I don't want to give myself a deadline, because I still am not ready to end the marriage, so I was thinking I will do the 180 to heal myself as well.
But just when I'm telling myself not to initiate anything, he would call and invite me out and act all buddy, buddy.
I'm working out everyday, not even for fitness, but just to keep my sanity intact. I probably am in the best shape of my life.
Brighterlight...I hope you have better luck than me, at least your wife has now come to her senses hopefully and is willing to work on the marriage. Seize it, and if you still love her, work on it and try to forgive past sins.
Oh, and my husband doesn't want to do counselling, he doesn't want a bunch of strangers telling him that he is wrong, when they knew nothing about the situation, those are his words.


----------



## HurtinginTN (Feb 22, 2011)

ProfJ said:


> Is it possible that husbands just want to be friends with their wife whom they just separated from?


I couldn't care less at this point if I ever saw my wife I just separated from again. So, no, that statement can not be used to describe us all. 

I don't know your story, but to me it sounds more like the "safety net" if there is another woman involved. Wayward spouses tend to keep the loyal spouses hanging on by a thread as the fallback plan in case their affair don't go as planned.


----------



## brighterlight (Aug 13, 2009)

HurtinginTN said:


> I couldn't care less at this point if I ever saw my wife I just separated from again. So, no, that statement can not be used to describe us all.
> 
> I don't know your story, but to me it sounds more like the "safety net" if there is another woman involved. Wayward spouses tend to keep the loyal spouses hanging on by a thread as the fallback plan in case their affair don't go as planned.



Yes, all the above is very true for many but not everyone. ProfJ, it sounds to me like he really doesn't know what he wants. Are you certain there isn't OW involved. He got mad when you asked if he wanted a divorce, well, that tells me he still has some smidgeon of care about your marriage. Like I said before though, you need an answer other than "I don't know what I want yet!" to me that is not acceptable after 6 months of seperation. I would definitely ask him if he/was seeing someone else, put him on the spot to lie or tell the truth. You are exercising which is great, keep on doing that, no matter how this goes, the physical fitness will be important to you and your future - consider it an investment. You would think that after six months, he would know what he wants and you will have already learned how to move on without him. I really hope that things will turn out for the best for both of you, my W and I will see where we go after the weekend of Aug 19th but either way, the last 4 months for me have been preparation for whatever comes my way.

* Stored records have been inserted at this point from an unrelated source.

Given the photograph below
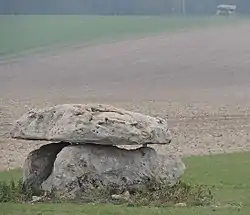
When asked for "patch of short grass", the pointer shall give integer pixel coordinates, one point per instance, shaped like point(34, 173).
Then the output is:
point(21, 33)
point(227, 175)
point(9, 175)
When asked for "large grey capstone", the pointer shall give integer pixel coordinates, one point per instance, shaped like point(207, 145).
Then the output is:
point(82, 168)
point(90, 123)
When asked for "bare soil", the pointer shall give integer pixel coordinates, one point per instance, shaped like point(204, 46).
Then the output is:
point(199, 80)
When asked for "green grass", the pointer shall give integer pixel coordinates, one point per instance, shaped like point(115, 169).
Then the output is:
point(20, 33)
point(228, 175)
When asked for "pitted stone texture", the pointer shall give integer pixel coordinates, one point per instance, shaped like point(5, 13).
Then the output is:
point(82, 168)
point(96, 123)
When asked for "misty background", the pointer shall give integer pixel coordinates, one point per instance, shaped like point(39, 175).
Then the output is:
point(118, 7)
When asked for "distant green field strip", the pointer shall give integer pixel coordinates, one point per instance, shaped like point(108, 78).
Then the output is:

Now if we can only get our house sold!


----------



## ProfJ (Jul 28, 2011)

HurtinginTN said:


> I couldn't care less at this point if I ever saw my wife I just separated from again. So, no, that statement can not be used to describe us all.
> 
> I don't know your story, but to me it sounds more like the "safety net" if there is another woman involved. Wayward spouses tend to keep the loyal spouses hanging on by a thread as the fallback plan in case their affair don't go as planned.


Not sure about another woman, don't believe there's any. But you may be right, he wants to keep me on the sidelines just because he can.
I think my husband is trying to punish me for leaving and not trying to find out and understand why I left.


----------